The book that made his reputation, Théâtre des Grecs, contains translations of seven plays, other analysis, and begins with three discourses: Sur le théâtre grec; Sur l’origine de la tragédie; Sur le parallèle du théâtre ancien et du moderne. Despite translation infidelities and narrow views, this book gave the service to inform the public of authors who were only accessible to scholars and was republished.

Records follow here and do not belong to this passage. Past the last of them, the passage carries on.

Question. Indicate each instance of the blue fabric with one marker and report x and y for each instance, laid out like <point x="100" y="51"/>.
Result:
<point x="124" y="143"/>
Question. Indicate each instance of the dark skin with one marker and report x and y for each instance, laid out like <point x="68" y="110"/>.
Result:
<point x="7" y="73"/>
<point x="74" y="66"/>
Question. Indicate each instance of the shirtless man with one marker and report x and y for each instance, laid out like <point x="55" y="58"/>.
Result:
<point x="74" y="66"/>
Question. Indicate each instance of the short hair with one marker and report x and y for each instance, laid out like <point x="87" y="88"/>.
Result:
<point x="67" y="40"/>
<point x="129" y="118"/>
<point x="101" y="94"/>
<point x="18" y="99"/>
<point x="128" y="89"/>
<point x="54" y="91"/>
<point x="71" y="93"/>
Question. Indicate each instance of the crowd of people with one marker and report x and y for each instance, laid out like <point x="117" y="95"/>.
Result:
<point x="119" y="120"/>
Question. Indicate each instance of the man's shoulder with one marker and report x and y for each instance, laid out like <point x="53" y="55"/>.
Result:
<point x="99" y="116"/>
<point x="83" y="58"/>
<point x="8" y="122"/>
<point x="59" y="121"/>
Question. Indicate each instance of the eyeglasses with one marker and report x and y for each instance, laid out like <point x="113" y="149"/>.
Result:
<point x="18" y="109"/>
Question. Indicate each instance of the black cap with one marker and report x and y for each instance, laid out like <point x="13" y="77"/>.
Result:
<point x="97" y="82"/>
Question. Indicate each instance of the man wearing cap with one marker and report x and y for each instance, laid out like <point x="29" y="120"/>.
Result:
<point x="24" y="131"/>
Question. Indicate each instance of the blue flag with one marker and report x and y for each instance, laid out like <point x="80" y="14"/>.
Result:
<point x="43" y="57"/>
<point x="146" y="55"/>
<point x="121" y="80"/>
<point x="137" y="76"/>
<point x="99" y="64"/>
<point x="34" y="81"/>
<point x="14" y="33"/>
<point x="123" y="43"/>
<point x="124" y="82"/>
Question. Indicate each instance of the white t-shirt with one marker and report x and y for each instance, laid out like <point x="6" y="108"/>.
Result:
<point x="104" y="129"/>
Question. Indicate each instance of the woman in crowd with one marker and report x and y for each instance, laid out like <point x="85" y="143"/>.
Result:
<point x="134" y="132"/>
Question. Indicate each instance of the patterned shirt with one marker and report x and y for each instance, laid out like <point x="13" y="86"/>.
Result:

From Brumoy we also have a Recueil de diverses pièces en prose et en vers; Œuvres diverses, (Paris, 1741, 4 vol. in-12°),
containing discourses, three tragedies, two comedies in verse, played in colleges, and two esteemed Latin poems, one on Passions, the other on la Verrerie. He also participated to the Résolutions d’Espagne by father d’Orléans and to the Histoire de Rienzi by father Du Cerceau.

== Publications ==
- 1725: La Vie de l'Impératrice Éléonore. Paris : J. B. de Maudouis;
- 1730: Le Théâtre des Grecs, work containing translations and analysis of Greek tragedies, with remarks, 3 vol. in-4°, and 1747, 6 vol. in-8°; reprinted with corrections and additions, by MM. Guillaume Dubois de Rochefort and Gabriel de La Porte du Theil, Pierre Prévost and André-Charles Brottier, 1785–1789, 13 vol. in-8° and by Raoul Rochette, 1820–1825, vol. in-8°;
- 1743: La Boîte de Pandore, ou la Curiosité punie, comedy in 3 acts, The Hague, J. Neaulme, in-12°;
- 1743: Le Couronnement du jeune David, pastorale en 4 actes, The Hague, J. Neaulme, in-12°;
- 1743: Isac, tragedy in 5 acts, The Hague, J. Neaulme, in-12°.

== Sources ==
- Gustave Vapereau, Dictionnaire universel des littératures, Paris, Hachette, 1876, (p. 331).